So how does he lead them? “The authority of my position is not worth shit,” he says. “When I’m talking to someone who is more accomplished than I am, my opinion is not the most compelling argument. The most compelling argument is rigor. You have to speak the language of rigor.”
Speak the language of rigor. That means supporting every idea with observation, evidence and analysis -- and maybe even conducting experiments to determine the best course of action. It means trusting a clear, quantitative approach that everyone can understand. And it means not using language that’s limiting. Here’s a phrase Krakauer hates: “That’s not how we do things around here.” No. He is adamant on this point: Anyone caught uttering that phrase, he says, “should be put down.”
Like scientists, business leaders should wield evidence as a tool of persuasion, Krakauer believes. He quotes physicist Richard Feynman: “Science is the belief in the ignorance of experts.” It’s a hard lesson to learn, but a necessary one: Your gut instinct is not sufficient. If you want to persuade top talent to follow your lead, you’d better be able to back up your arguments with more than your job title.

Build a culture of inquiry.

Contently, a tech startup that helps Fortune 500 companies and other brands do content marketing, was founded by three guys in New York in 2010. That trio has since grown to a staff of about 100. And along the way, cofounder and chief creative officer Shane Snow feared a disturbing change: The energy driving that growth -- that scrappy, do-anything attitude -- could easily cool. Employees might become timid in large groups, afraid of earning the ire of the majority. “Most people and most companies reach a plateau at a certain point, and at many points,” says Snow. “It’s crazy how quickly even a disruptive, rebellious startup can get to the point where they say, ‘That’s not the way things are done here.’” (There it is, that phrase again.)
So Contently made sure not to let that happen.
For example, Snow limits meetings that involve problem solving -- where employees really need to speak up -- to three or four people. And challenges keep Contently’s big team feeling scrappy. For example, Snow often asks for “10X ideas” -- say, “How can we improve customer happiness by 10 times?” Employees are game, he says: They do want to keep things fresh. A leader’s role is to create the right opportunities.
Time for another forbidden phrase: “Don’t bring me problems; bring me solutions.” Leaders use that phrase because they think it inspires employees to take initiative, says Adam Grant, a professor at the University of Pennsylvania’s Wharton School and author of Originals: How Non-Conformists Move the World. But instead, it teaches employees not to speak up about a need unless they have a proposal for fixing it. “When you ask for solutions, you create a culture of advocacy rather than a culture of inquiry,” Grant says. “Most creativity, most innovation happens when somebody points out a problem that’s not yet been solved.”
Snow wants to hear it all. He and his cofounders set aside a few free hours every week so any employee who wants to chat (in or, preferably, outside the office) can do so. It’s an invitation to hear about those problems that are in search of solutions. “When someone brings in a perspective that hasn’t been heard yet,” Grant says, “it often forces you to reconsider your decision criteria, to bring in new information -- and that ultimately is good for your process.”

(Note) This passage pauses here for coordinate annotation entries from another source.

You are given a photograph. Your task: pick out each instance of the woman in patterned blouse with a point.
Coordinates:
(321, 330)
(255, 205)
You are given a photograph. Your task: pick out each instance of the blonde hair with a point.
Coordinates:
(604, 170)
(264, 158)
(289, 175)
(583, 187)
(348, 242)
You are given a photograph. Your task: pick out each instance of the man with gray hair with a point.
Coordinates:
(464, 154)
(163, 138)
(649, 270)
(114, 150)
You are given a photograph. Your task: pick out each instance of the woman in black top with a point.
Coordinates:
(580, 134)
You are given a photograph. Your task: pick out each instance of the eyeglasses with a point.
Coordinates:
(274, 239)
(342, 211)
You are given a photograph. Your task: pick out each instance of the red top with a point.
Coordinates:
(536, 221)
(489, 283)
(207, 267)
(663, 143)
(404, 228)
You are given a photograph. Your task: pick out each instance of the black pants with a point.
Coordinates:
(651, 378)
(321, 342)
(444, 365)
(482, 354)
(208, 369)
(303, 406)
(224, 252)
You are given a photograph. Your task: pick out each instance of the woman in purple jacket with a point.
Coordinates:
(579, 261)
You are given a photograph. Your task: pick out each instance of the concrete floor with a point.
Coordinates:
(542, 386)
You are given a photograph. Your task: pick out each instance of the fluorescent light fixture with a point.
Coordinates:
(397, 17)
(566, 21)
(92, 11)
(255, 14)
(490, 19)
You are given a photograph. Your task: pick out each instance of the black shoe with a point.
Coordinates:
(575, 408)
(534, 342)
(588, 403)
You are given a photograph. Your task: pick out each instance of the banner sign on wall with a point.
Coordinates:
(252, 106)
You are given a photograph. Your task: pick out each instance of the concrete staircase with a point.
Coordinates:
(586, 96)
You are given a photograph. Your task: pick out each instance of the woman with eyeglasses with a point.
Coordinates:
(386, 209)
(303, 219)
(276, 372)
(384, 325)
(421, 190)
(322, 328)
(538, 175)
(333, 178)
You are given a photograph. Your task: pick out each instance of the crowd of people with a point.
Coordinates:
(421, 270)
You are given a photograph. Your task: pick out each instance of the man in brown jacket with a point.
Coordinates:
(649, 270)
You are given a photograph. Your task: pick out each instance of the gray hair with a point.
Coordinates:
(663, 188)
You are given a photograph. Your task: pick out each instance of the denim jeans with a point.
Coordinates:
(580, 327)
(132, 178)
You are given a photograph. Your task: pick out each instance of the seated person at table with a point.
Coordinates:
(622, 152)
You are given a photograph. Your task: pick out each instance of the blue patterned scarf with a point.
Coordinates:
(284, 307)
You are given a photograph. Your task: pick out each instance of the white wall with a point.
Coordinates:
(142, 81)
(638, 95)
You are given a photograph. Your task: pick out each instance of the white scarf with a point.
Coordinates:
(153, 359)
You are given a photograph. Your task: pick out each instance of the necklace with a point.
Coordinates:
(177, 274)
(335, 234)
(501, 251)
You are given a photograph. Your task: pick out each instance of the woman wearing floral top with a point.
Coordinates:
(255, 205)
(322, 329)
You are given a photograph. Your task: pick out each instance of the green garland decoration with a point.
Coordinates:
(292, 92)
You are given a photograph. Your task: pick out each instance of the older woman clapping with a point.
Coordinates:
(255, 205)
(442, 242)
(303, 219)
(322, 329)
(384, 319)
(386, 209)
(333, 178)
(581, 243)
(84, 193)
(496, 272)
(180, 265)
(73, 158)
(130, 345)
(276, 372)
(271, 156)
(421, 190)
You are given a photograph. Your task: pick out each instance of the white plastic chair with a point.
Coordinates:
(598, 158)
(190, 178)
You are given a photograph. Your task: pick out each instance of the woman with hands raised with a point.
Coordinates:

Build a culture of accountability.

Bridgewater Associates is the world’s largest hedge fund, managing $154 billion in assets for sovereign wealth funds, corporate and public pensions, foundations and university endowments. Its founder, Ray Dalio, is widely seen as a financial genius. And yet, after a meeting with a potential client one day, an employee several levels down on the org chart fired off a blistering email to Dalio. He accused the boss of being unprepared and disorganized, and gave him a grade -- D-minus! -- for his behavior. 
“I don’t know many organizations where you can send an email like that to the billionaire founder and keep your job,” says Grant, the Wharton professor who shared the incident in his book, Originals. But instead of lashing out, Grant says that Dalio asked others who had participated in the meeting to assess his performance. The email exchange was then forwarded to the entire staff, effectively turning Dalio’s misstep into a case study.
This is how Bridgewater’s culture works, according to Grant: Everyone is accountable to everyone. The staff is expected to routinely rate coworkers on a range of 77 qualities, including some -- like the willingness to touch a nerve -- that might not be prized at other companies. The firm’s 1,500 employees can even assess their bosses, and the more incisive the critique, the better. And all this data, including the name of each person who left feedback, is available to any employee.
It’s extreme. It wouldn’t work for most companies. Thirty-five percent of new hires don’t make it past 18 months. But consider what Bridgewater is going for: It wants employees to feel that hard work is recognized, and that the company values transparency. Find ways to bring those traits into your workplace -- because when an employee feels comfortable enough to challenge you, and you’re able to turn that into a lesson in leadership, then you’ve created a culture in which everyone can do their best work.